I am new to scraping/coding and could use some help if possible.
from bs4 import BeautifulSoup
import requests
import pandas as pd
page_link ='https://www.baseball-reference.com/previews/index.shtml'
page_response = requests.get(page_link, timeout=5)
soup = BeautifulSoup(page_response.content, "html.parser")
I need help finding the appropriate way to find to extract the pitcher's name and team.
(examples only:)
player_name = [i.text for i in soup.find_all('td', {'href': 'example-name'})]
team = [i.text for i in soup.find_all('td', {'href': 'example-team'})]
Here is where I export to excel:
my_dict = dict(zip(player_name, team))
df = pd.DataFrame(pd.Series(my_dict))
writer = pd.ExcelWriter('pitching_webscrape.xlsx')
df.to_excel(writer,'Sheet1')
writer.save()
I would like the pitcher's name and team imported to excel. Thanks in advance for your help!
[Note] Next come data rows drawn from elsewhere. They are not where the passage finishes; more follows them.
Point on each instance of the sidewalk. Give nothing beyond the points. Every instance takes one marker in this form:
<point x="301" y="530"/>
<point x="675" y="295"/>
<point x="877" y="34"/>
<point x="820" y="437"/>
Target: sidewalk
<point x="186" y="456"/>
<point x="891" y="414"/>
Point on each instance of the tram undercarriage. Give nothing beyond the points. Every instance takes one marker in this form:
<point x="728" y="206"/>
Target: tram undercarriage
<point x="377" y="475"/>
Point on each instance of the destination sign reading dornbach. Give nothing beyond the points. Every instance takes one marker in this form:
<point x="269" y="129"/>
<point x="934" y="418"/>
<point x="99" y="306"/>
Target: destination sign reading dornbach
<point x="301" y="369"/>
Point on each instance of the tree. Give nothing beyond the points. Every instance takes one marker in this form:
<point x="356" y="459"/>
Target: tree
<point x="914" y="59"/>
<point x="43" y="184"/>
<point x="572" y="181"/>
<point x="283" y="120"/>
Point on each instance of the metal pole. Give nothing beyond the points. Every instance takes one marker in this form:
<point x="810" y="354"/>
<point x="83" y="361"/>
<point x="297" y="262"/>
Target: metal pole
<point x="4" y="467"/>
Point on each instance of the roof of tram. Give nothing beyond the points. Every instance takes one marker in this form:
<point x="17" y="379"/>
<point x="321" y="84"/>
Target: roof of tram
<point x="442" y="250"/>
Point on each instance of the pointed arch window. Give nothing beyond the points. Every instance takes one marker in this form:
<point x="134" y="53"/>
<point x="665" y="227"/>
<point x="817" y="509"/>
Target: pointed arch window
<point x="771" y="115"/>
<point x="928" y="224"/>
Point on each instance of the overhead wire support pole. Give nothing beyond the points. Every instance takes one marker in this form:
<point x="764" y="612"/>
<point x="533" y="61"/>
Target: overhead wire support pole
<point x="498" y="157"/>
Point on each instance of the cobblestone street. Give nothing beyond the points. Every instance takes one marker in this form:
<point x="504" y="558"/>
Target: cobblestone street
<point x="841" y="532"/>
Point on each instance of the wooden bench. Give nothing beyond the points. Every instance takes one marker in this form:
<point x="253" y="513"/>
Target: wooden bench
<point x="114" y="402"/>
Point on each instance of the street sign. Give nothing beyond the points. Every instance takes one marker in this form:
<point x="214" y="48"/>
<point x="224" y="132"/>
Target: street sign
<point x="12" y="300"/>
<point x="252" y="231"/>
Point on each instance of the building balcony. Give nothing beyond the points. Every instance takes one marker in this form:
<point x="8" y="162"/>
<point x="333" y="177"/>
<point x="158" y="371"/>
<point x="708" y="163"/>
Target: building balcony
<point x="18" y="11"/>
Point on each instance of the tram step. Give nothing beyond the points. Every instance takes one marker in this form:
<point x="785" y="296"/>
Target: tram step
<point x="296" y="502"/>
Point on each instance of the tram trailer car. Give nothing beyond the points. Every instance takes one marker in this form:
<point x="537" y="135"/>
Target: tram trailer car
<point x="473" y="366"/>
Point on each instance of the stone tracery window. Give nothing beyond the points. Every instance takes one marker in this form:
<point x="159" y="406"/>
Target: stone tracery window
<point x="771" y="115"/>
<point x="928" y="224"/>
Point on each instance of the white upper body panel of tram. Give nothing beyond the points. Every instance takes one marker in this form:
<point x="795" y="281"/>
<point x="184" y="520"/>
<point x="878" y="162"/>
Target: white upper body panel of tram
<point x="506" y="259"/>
Please let me know if I can improve my question or add more details.
Here is the code I had so far:
from bs4 import BeautifulSoup
import requests
import pandas as pd
page_link ='https://www.baseball-reference.com/previews/index.shtml'
page_response = requests.get(page_link, timeout=5)
soup = BeautifulSoup(page_response.content, "html.parser")
My first code:
t = soup.find_all('td')
print(t)
My first output:
[Blue Jays (60-70) , ,
Preview
, Orioles (37-94) , , 7:05PM
, TOR, Sam Gaviglio
(#43, 28, RHP, 3-6, 4.94), BAL, David Hess
(#41, 24, RHP, 2-8, 5.50), White Sox (51-79) , ,
My second code:
t = soup.find_all('td')
for a in t:
print(a.text)
My second output:
Blue Jays (60-70)
Preview
Orioles (37-94)
7:05PM
TOR Sam Gaviglio(#43, 28, RHP, 3-6, 4.94) BAL David Hess(#41, 24, RHP, 2-8, 5.50) White Sox (51-79)
I am getting closer,however, I only want the player's names and team's names. (i.e. TOR, Sam Gaviglio). I also want this imported into excel. Thanks! =)
If you just want a single list
of players and teams, then this should suffice:
import re
players_and_teams = []
for i in soup.find_all('td'):
if i.find_all('a'):
for link in i.find_all('a'):
if not re.findall(r'Preview',link.text):
players_and_teams.append(link.text)